While producing for radio was a completely new role for her, Murphy has always had a nose for the news. A three-time Quill Award winner, as judged by the Melbourne Press Club, her ability to track down untold stories is unmatched.
She says some of the best topics and ideas can come from surprising sources.
“The things you can find on Facebook, the things you can find on Twitter, the people you can track down are pretty extraordinary,” she said.
While social media can be a blessing for their work at times, it can also be a curse. Public figures often use it as their own personal media outlet, which Murphy says can make it difficult to hold them accountable.
“Look at most political announcements these days—there’s a little Facebook message from the premier about it, a little periscope message from the premier about it, they’re very carefully putting out tweets with videos,” she said.

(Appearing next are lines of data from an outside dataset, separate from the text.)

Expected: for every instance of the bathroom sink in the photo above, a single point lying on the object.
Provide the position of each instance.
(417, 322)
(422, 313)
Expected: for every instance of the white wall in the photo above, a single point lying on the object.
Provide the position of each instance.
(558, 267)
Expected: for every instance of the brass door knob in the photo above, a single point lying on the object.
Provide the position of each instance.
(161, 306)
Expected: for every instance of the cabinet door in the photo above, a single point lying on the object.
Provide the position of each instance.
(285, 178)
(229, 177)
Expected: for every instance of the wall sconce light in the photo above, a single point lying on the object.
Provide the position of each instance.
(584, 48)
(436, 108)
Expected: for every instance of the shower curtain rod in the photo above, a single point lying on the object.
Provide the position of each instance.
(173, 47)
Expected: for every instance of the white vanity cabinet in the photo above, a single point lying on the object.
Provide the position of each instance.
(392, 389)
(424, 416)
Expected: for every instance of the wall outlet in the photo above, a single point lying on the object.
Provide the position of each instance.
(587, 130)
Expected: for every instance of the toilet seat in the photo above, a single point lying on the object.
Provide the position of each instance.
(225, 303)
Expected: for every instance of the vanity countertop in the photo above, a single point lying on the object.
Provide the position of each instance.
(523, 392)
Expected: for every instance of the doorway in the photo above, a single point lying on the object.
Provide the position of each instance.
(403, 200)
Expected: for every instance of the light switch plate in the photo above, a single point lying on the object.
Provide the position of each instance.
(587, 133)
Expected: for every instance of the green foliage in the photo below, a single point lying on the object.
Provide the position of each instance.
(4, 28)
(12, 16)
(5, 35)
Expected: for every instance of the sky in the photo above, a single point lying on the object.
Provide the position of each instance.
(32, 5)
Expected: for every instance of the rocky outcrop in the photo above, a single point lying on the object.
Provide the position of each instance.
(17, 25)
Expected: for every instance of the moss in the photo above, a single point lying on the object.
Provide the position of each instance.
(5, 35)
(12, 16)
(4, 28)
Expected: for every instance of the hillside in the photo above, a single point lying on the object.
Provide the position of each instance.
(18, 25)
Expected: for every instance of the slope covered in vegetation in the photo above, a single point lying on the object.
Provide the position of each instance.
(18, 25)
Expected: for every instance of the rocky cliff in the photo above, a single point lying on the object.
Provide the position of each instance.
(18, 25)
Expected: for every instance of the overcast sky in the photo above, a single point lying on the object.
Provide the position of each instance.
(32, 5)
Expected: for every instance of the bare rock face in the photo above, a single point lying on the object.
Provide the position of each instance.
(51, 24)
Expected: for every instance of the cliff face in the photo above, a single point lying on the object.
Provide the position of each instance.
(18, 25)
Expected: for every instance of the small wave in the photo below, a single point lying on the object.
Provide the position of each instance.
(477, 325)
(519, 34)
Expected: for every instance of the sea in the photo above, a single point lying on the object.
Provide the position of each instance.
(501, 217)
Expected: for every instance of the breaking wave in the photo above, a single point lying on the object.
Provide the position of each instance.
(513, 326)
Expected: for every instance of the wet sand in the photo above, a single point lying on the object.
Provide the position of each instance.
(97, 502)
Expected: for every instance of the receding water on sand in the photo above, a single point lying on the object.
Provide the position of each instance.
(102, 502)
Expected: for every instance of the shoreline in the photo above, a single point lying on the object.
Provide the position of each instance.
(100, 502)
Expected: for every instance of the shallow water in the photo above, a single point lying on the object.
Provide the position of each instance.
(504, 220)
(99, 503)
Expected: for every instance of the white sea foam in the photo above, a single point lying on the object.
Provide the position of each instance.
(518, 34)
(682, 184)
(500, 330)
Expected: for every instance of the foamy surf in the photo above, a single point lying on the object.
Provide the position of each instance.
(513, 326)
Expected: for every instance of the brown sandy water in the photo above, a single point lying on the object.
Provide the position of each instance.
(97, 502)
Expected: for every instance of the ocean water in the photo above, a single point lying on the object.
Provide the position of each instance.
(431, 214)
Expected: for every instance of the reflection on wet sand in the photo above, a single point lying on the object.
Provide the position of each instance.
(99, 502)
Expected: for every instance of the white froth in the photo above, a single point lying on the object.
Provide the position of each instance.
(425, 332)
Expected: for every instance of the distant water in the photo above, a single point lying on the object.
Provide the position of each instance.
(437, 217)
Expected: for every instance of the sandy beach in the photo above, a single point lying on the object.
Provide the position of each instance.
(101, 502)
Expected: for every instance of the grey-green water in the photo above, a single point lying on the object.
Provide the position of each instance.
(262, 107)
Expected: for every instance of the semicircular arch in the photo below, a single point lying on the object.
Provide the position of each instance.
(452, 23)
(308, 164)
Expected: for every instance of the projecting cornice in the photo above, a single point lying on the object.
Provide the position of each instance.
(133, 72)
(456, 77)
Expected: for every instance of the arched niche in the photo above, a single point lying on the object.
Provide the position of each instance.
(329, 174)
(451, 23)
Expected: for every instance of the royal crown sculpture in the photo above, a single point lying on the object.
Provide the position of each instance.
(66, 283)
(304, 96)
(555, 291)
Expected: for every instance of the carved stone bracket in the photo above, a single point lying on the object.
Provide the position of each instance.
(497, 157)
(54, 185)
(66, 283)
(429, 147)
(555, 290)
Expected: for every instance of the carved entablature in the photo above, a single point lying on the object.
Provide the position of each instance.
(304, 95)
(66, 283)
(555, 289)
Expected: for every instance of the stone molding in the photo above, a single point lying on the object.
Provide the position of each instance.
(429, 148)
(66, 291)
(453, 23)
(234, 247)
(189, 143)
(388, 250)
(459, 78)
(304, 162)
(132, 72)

“They feel like that’s making the announcement, but it cuts out all the scrutiny that needs to go into these things.”
While Murphy has always had a passion for radio, she has also branched out into television in recent years.
Working as a freelance TV reporter for the Weekend Today show over the past two years has had its challenges, and she says the extra job has affirmed her love for radio.
“I’m not TV-trained, it wasn’t my first love… I find it a little bit less satisfying, because you’re out at the one place telling the same story several times hour to hour,” she said.
Despite this, she says there are some positives that set it apart from her day job in the studio.
“The thing I like most about it is that I’m back out on the road and doing stories, not stuck behind the glass relying on the phone,” she said.
That on-air experience with Weekend Today came in handy earlier this year, as she was called upon to fill in for Mitchell on 3AW’s morning program.
Last hour of the Heidi Murphy show – thanks for all the calls and feedback. It's been great! pic.twitter.com/Lmd52mojBS
— Heidi Murphy (@heidimur) January 12, 2018
She says the experience gave her a new appreciation for Mitchell’s work hosting the show.
“It’s terrifying, I did a week in summer… three and a half hours of live radio is intense,” she said.
“I now have a greater appreciation of Neil’s anxiety if there aren’t people ringing, or if there’s dead air, or if there’s someone saying something so idiotic that you cannot listen to them anymore.”
Working alongside Mitchell, an iconic figure in Australian broadcasting, has been eye-opening for Murphy.
After almost 50 years working in the media, she says he’s showing no signs of slowing down.
“He is tireless—you would think every story under the sun he’s heard it or told it, but every single day he comes in with passion for something,” she said.
“He’s an inspiration like that, the passion for it, the energy, the tirelessness is inspiring.”
Murphy is quietly building a resume that could one day be held in the same regard as Mitchell, and she has no intention of leaving the industry any time soon.
That is, as long as the industry can last with her.
“I don’t think I’ll ever get out of radio in some way, shape or form, so fingers crossed it’s an industry that hangs on for a lot longer,” she said.
“They write it off all the time, but we keep on surviving.”